Table 4 Comparison of federated learning model with the baseline models.

Conclusion

In this paper, a privacy-preserving attack detection model is introduced within the context of federated learning, specifically tailored for zero-touch networks across five distinct IoT domains. To validate the effectiveness of our proposed model, we leverage the BoT-IoT dataset, aiming to showcase its maximum performance. In the evaluation, our model is systematically compared against baseline models, namely centralized and localized deep learning approaches. The centralized model, characterized by the aggregation of data, demonstrated superior performance. However, a significant drawback was its inability to secure the traffic (data) flowing into different domains, resulting in increased delays and extended training times. On the other hand, the localized model addressed the security concern associated with the centralized approach but suffered from diminished performance when compared to the centralized model.
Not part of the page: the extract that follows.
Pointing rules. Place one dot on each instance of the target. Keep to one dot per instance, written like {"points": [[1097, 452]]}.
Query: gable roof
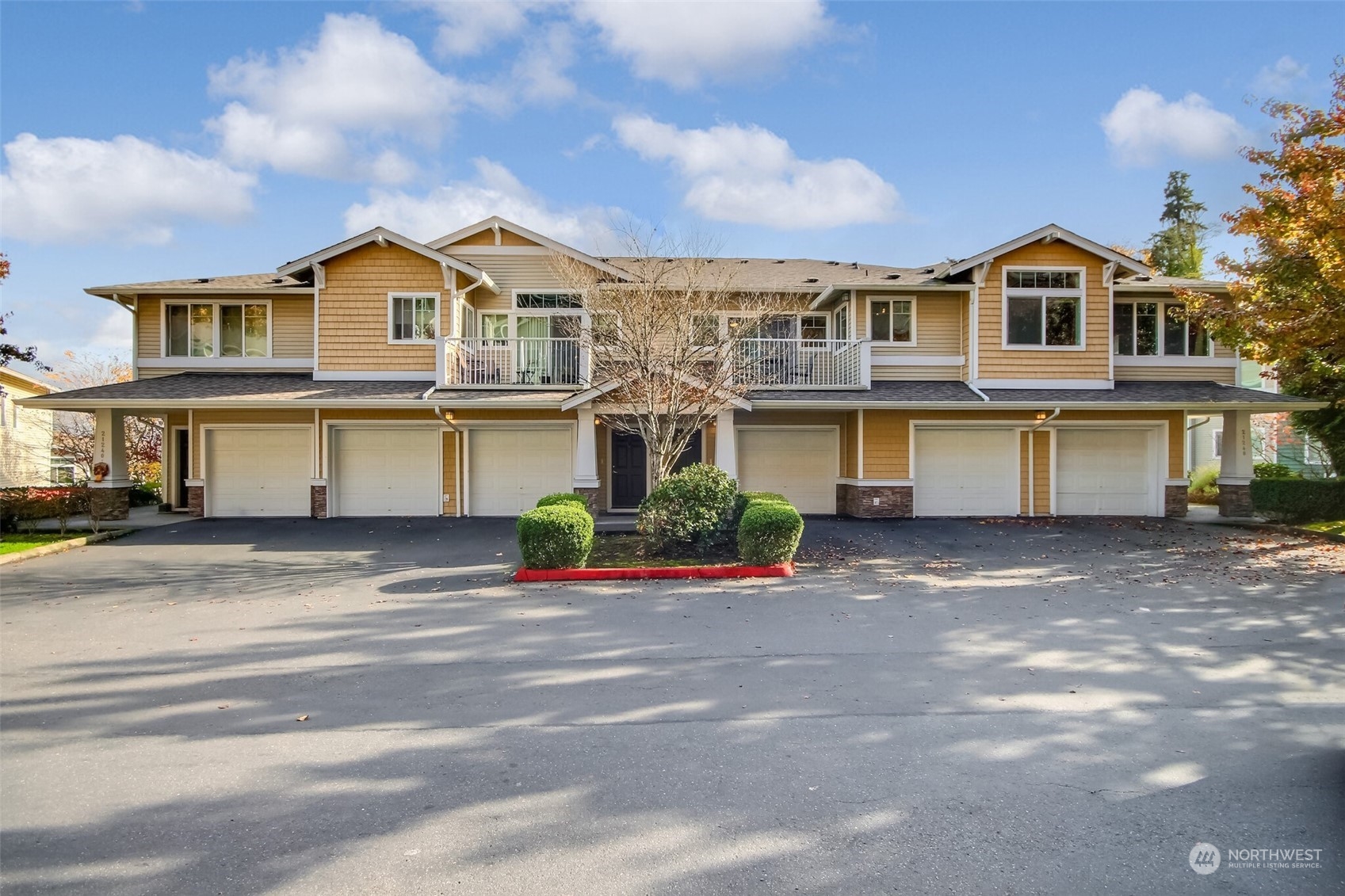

Our proposed model strategically overcomes the limitations of both centralized and localized models, achieving not only maximum performance but also minimizing delays and enhancing accuracy, precision, recall, and F1-score. Consequently, our model emerges as an effective solution for attack detection across diverse IoT domains. Looking ahead, we envision further optimization of performance by incorporating advanced algorithms tailored for the detection of attacks in the evolving landscape of 6G networks. This continuous refinement will ensure our model remains at the forefront of safeguarding privacy and enhancing security in future network environments.